Em um ambiente de incertezas, o cenário que se desenha para a reunião de dezembro do Copom é mais bem definido por descontinuidade do que transição. A taxa de juros está em patamar elevado e causaria um arrefecimento da demanda agregada e da inflação nos próximos trimestres no caso do campo fiscal permanecer na zona de responsabilidade, mas a perspectiva de elevação permanente do nível de gastos do governo altera também as variáveis macroeconômicas. Dentre outras, esperamos um hiato consistentemente mais pressionado e menos potência da política monetária. Tudo mais constante, a reação passa necessariamente por mais juros.
Para além do risco fiscal, sobre o qual precisamos de mais clarificações, o cenário prospectivo dá sinais mistos ao Copom. A atividade tem as primeiras indicações concretas de desaceleração. Além de dados de atividade perdendo momento, indicadores de confiança de agentes econômicos sugerem um final de ano de cautela (obviamente reforçado por fatores políticos) e, consequentemente, menos dinamismo. No mercado de trabalho, apesar da baixíssima taxa de desocupação, outros indicadores (como o Caged) mostram clara desaceleração.
Por outro lado, a divulgação do PIB do terceiro trimestre reforça que o ponto de partida, do ponto de vista da atividade é mais elevado do que o antecipado.

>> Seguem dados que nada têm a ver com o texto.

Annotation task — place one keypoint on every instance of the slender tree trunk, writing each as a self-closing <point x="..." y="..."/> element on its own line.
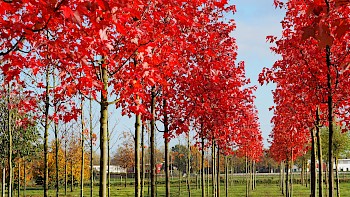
<point x="152" y="145"/>
<point x="218" y="172"/>
<point x="202" y="165"/>
<point x="46" y="136"/>
<point x="291" y="175"/>
<point x="25" y="177"/>
<point x="126" y="176"/>
<point x="313" y="165"/>
<point x="65" y="166"/>
<point x="56" y="141"/>
<point x="208" y="177"/>
<point x="188" y="165"/>
<point x="9" y="130"/>
<point x="307" y="175"/>
<point x="71" y="175"/>
<point x="166" y="143"/>
<point x="213" y="152"/>
<point x="91" y="150"/>
<point x="247" y="179"/>
<point x="137" y="156"/>
<point x="319" y="151"/>
<point x="251" y="175"/>
<point x="226" y="177"/>
<point x="326" y="181"/>
<point x="330" y="123"/>
<point x="19" y="180"/>
<point x="82" y="148"/>
<point x="56" y="158"/>
<point x="103" y="133"/>
<point x="254" y="176"/>
<point x="337" y="176"/>
<point x="109" y="164"/>
<point x="287" y="179"/>
<point x="283" y="177"/>
<point x="3" y="181"/>
<point x="142" y="161"/>
<point x="179" y="182"/>
<point x="302" y="172"/>
<point x="231" y="170"/>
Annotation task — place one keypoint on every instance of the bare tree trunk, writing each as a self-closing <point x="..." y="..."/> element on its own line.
<point x="302" y="172"/>
<point x="71" y="175"/>
<point x="152" y="145"/>
<point x="282" y="177"/>
<point x="46" y="136"/>
<point x="56" y="141"/>
<point x="202" y="165"/>
<point x="188" y="165"/>
<point x="326" y="180"/>
<point x="65" y="166"/>
<point x="287" y="179"/>
<point x="82" y="149"/>
<point x="313" y="165"/>
<point x="213" y="152"/>
<point x="91" y="150"/>
<point x="137" y="156"/>
<point x="330" y="123"/>
<point x="247" y="174"/>
<point x="109" y="164"/>
<point x="142" y="161"/>
<point x="9" y="130"/>
<point x="166" y="143"/>
<point x="319" y="151"/>
<point x="25" y="177"/>
<point x="337" y="176"/>
<point x="19" y="179"/>
<point x="226" y="176"/>
<point x="218" y="172"/>
<point x="208" y="177"/>
<point x="3" y="181"/>
<point x="291" y="175"/>
<point x="103" y="133"/>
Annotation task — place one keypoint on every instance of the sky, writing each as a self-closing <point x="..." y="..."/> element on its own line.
<point x="255" y="20"/>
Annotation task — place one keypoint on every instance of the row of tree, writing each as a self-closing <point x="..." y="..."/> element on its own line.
<point x="171" y="62"/>
<point x="312" y="79"/>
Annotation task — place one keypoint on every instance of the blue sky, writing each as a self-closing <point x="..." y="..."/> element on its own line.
<point x="255" y="20"/>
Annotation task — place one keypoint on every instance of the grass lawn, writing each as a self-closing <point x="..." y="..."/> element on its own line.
<point x="237" y="189"/>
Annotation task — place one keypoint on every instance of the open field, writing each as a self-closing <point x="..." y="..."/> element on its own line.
<point x="267" y="185"/>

Estamos defronte uma economia que crescerá um pouco mais do que 3% no ano, vindo de um crescimento já forte de 5% em 2021. O carrego que fica para 2023 é elevado.

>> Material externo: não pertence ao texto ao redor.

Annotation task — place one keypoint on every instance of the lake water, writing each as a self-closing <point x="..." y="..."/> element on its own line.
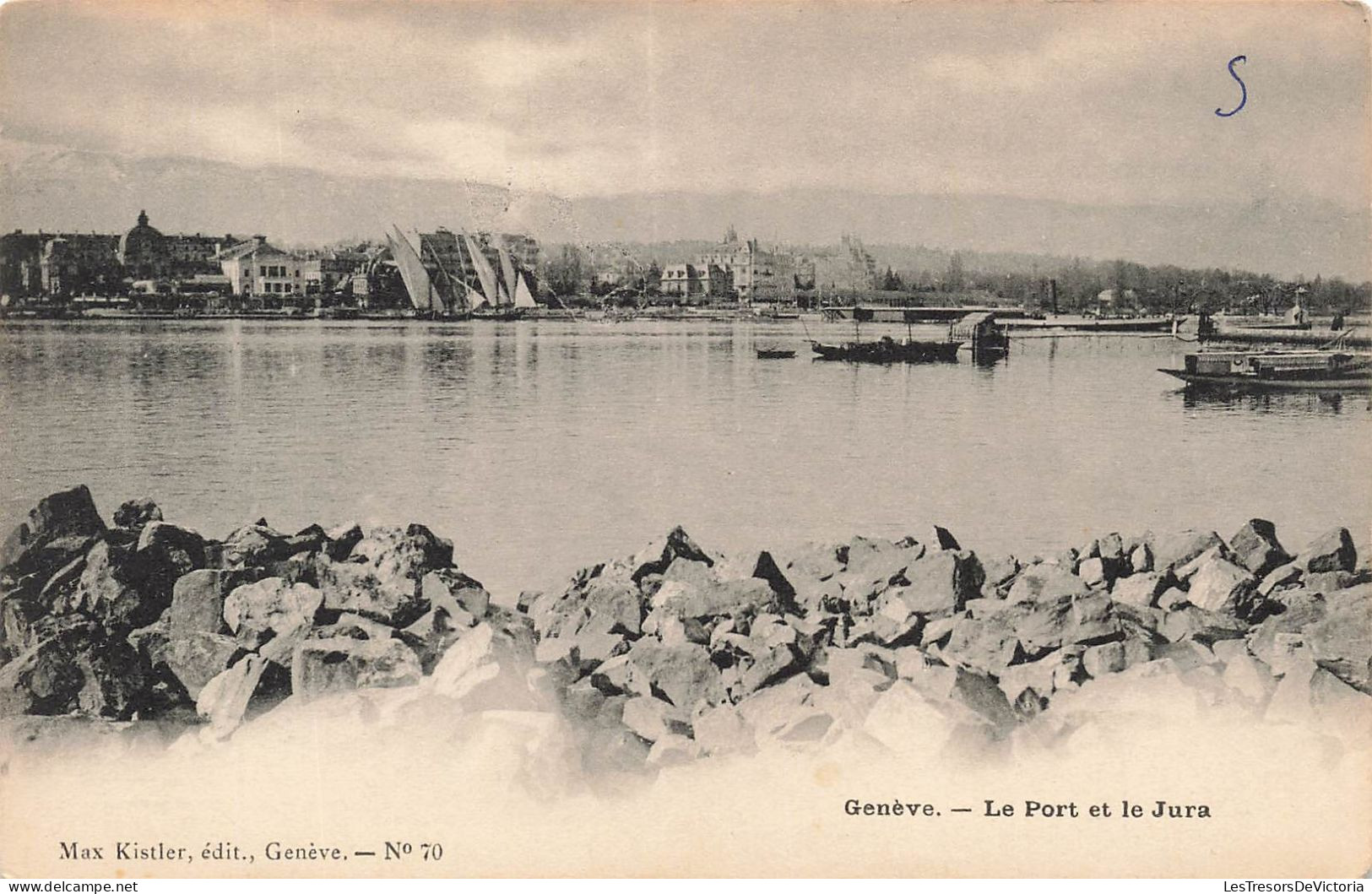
<point x="544" y="446"/>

Como sempre, o foco na inflação exige discussão de seus determinantes. Os riscos fiscais são obviamente inflacionários (estímulo à demanda, efeito no câmbio, desancoragem de expectativas de inflação longas), enquanto a conjuntura da atividade é desinflacionaria. No equilíbrio destes fatores, o primeiro predomina e a taxa de juros permanecerá em patamar contracionista apesar do arrefecimento contratado da atividade.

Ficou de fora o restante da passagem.